Disorders

Research Grant - 2015

Research Category: Paediatric Neurology Award

Dr Matthew Kirkcaldie was the recipient of Brain Foundation grant funding in 2015

Paediatric Neurology Award

Paediatric Neurology Award
A mouse model of mild maternal iodine deficiancy and its effect on brain structure
Dr Matthew Kirkcaldie
University of Tasmania
Co-Investigators : Professor James Vickers, Professor John Burgess, Dr Anna King, Dr Kristen Hynes

Tasmania has a long history of health concerns about iodine nutrition. Our soil is low in iodine, for which the native Tasmanians compensated by eating seaweeds and shellfish, but European settlers growing food on Tasmanian soil experienced health problems such as goitre, and children with cretinism – permanent deficits in cognition and sensory processing – caused by a severe lack of iodine during brain development.

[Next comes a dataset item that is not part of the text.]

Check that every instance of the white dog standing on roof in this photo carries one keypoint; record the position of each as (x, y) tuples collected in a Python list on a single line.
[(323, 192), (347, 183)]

Since the 1960s widespread supplementation has almost eliminated cretinism, which previously affected millions of people in iodine poor regions worldwide, and the problem is regarded as solved. Tasmania added iodine to salt and bread, and the iodine based disinfectants used by dairies added extra to the naturally high levels in milk. However these disinfectants were phased out in the 1990s, and for a few years before supplementation of bread became mandatory, it was possible for Tasmanians eating a healthy diet to have only barely sufficient iodine.

Pregnancy increases the need for iodine, and what was barely sufficient becomes inadequate. Two of our team decided to see if this caused ongoing problems, and so the children of a cohort of mildly iodine deficient Tasmanian mothers have participated in ongoing studies since then. Testing at the ages of 9 and 13 has shown that their language abilities are consistently lower, by as much as 10% on some tests. This has obvious implications because mild gestational iodine deficiency is relatively common, even in areas where the non-pregnant population has enough, and there is little awareness and no routine testing.

We think neurofilaments, structural proteins found in fast nerve fibres, may be affected. Thyroid hormone, which depends on iodine, controls the production of neurofilaments, and they are essential for fast signalling needed to process sound and language. Our project will impose mild iodine deficiency on pregnant mice, testing their offspring for levels of neurofilament production, the structure of fast fibres in the brain, and fine sensory discrimination. If we find a mechanism for the deficits, we can use it to raise public awareness of the need for good iodine nutrition during pregnancy, and to test potential interventions. Ensuring that expectant mothers have enough iodine may eliminate a hidden blight which prevents children from achieving their potential at school, and in life.